  Frequently Asked Questions: Genome Browser Tracks
  Database/browser start coordinates differ by 1 base

"I am confused about the start coordinates for items in the RefSeq table. It looks like you need to add "1" to the starting point in order to get the same start coordinate as is shown by the Genome Browser. Why is this the case?"

Our internal database representations of coordinates always have a zero-based start and a one-based end. We add 1 to the start before displaying coordinates in the Genome Browser. Therefore, they appear as one-based start, one-based end in the graphical display. The refGene.txt file is a database file, and consequently is based on the internal representation.
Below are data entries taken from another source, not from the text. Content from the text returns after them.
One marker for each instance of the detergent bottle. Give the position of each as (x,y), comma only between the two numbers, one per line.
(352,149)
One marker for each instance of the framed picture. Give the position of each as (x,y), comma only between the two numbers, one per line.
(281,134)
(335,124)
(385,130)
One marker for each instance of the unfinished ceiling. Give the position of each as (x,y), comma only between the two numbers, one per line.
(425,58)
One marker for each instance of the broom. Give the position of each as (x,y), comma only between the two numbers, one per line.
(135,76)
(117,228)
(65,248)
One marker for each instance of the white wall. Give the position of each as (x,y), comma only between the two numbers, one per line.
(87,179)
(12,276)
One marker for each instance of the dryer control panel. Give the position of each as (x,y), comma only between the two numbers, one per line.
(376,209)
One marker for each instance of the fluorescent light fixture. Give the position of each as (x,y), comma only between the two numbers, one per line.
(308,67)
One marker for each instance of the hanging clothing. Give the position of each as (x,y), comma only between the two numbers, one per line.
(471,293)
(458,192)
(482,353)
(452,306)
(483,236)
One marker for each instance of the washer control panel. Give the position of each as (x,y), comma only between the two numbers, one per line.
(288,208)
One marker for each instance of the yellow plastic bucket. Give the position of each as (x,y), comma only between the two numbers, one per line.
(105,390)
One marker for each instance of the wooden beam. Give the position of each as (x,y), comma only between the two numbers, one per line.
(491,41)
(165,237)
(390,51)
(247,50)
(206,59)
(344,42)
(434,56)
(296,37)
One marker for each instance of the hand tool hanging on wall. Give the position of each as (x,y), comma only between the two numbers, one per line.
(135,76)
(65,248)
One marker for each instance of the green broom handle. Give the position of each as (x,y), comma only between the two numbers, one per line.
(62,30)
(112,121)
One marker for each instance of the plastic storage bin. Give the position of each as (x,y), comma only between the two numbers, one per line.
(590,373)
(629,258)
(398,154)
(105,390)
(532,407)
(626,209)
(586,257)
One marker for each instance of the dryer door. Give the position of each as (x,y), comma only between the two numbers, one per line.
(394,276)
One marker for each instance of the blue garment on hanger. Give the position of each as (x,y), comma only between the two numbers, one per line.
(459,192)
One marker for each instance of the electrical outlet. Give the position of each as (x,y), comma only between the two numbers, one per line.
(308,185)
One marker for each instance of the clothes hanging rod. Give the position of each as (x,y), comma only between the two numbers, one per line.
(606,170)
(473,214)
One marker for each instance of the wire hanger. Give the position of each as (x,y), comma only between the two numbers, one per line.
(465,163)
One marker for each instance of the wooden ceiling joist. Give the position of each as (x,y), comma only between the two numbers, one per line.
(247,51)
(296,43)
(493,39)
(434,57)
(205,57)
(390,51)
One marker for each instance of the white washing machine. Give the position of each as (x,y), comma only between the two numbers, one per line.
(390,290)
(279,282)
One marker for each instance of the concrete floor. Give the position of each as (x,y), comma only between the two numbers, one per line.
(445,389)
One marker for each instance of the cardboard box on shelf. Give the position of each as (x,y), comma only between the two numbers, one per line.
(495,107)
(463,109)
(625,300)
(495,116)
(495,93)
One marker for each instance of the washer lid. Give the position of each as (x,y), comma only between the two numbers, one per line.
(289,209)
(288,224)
We use this particular internal representation because it simplifies coordinate arithmetic, i.e. it eliminates the need to add or subtract 1 at every step. Unfortunately, it does create some confusion when the internal representation is exposed or when we forget to add 1 before displaying a start coordinate. However, it saves us from much trickier bugs.

In summary, if you use a database dump file but would prefer to see the one-based start coordinates, you will always need to add 1 to each start coordinate.

  Gene name / annotation search results

"Someties when I type in the name of a gene -- e.g. DAO (D aminoacid oxidase) -- the Genome Browser returns a list that includes the gene entry on the assembly, but also contains links to several other genes. What is the relationship between my gene of interest and these results?"

The gene search results are obtained from scanning the names and description fields from Genbank RefSeq, TIGR, RNA, and most other available gene tracks.

  Protein doesn't begin with methionine

"I am looking at a protein that the Genome Browser associates with a particular gene. According to the Genome Browser, its amino acid sequence doesn't start with M (methionine). I thought proteins always began with ATG (Met)?"


Many legitimate archaeal and (some) bacterial genes start with the alternate codons GTG or TTG, which when used as a start codon, are translated as methionine. However, automated translation tracks do not attempt to identify start codons, so these cases will be translated into their elongation-mode amino acids: Leucine (TTG) or Valine (GTG).

Also, the UCSC genome browser uses translated ORFs exactly as supplied to GenBank by the original sequencing authors. Any errors at GenBank propagate through many other databases and tools. To work effectively in a bioinformatic area subject to errors, it is a good idea to seek supporting data for any unusual observations.